Zum Thema Herrenberg in Sachen Hochschulen hat in der November-Ausgabe der nmz Juan Martin Koch sowohl das Editorial geschrieben als auch einen Hintergrundbericht dazu. Wann sind Lehrbeauftragte an Musikhochschulen tatsächlich nach den Einschätzungen der Deutschen Rentenversicherung selbständig tätig. Ich denke: Es kommt auf den Einzelfall an. Momentan wird die Sache sowohl im Hinblick auf Musikschullehrkräfte wie auch bei anderen Minimalanstellungen nicht wirklich korrekt behandelt. Die Frage wäre vielleicht: Ob nicht sogar ein Gang nach Karlsruhe probiert werden sollte, weil durch diese pauschalen Einschätzungen Grundrechte verletzt werden und zwar schon elementar!

Traut sich das wer zu? Wer könnte das machen?
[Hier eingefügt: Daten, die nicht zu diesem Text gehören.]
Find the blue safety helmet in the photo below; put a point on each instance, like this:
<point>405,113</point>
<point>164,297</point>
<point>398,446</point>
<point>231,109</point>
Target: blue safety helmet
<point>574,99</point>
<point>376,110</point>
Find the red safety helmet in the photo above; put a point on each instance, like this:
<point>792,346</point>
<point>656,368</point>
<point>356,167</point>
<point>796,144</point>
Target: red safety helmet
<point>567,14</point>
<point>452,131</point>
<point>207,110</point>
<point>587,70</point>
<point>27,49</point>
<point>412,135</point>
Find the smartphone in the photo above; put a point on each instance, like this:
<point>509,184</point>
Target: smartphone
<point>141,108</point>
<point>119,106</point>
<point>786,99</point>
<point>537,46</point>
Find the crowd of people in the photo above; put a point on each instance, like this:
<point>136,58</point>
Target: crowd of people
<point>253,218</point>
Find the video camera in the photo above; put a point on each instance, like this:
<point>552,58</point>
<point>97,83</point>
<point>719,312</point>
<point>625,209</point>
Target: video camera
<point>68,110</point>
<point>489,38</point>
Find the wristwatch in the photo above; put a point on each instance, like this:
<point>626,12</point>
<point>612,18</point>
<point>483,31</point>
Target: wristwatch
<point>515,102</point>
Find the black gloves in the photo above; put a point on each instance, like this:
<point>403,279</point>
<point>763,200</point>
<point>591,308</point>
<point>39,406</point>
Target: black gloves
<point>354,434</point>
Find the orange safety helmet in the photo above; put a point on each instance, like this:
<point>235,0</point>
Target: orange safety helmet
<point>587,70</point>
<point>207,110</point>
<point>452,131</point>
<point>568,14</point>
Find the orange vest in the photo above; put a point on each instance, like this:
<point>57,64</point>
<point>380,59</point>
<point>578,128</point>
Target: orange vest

Es hat ja immer seine mindestens zwei Seiten. Für die einen ist eine schöne Aussicht, eine Tätigkeit, die ohnehin nur der Form nach “frei” war, um eben für den Arbeitsgebenden Geld zu sparen, in eine reguläre Tätigkeit zu überführen. Für andere heißt es aber dann, Zwang in einer Arbeitssituation, für die eine Festanstellung Nachteile mit sich bringt, weil sie ggf. dann aus vielen kleinen Festanstellungen bestehen würde, mit einigen Lohnsteuerkarten etc. weil man breit gestreut seine Lehre betreibt. Das kann nicht im Sinne des GG sein, wenn es §12 heißt:

(1) Alle Deutschen haben das Recht, Beruf, Arbeitsplatz und Ausbildungsstätte frei zu wählen. Die Berufsausübung kann durch Gesetz oder auf Grund eines Gesetzes geregelt werden.
(2) Niemand darf zu einer bestimmten Arbeit gezwungen werden, außer im Rahmen einer herkömmlichen allgemeinen, für alle gleichen öffentlichen Dienstleistungspflicht.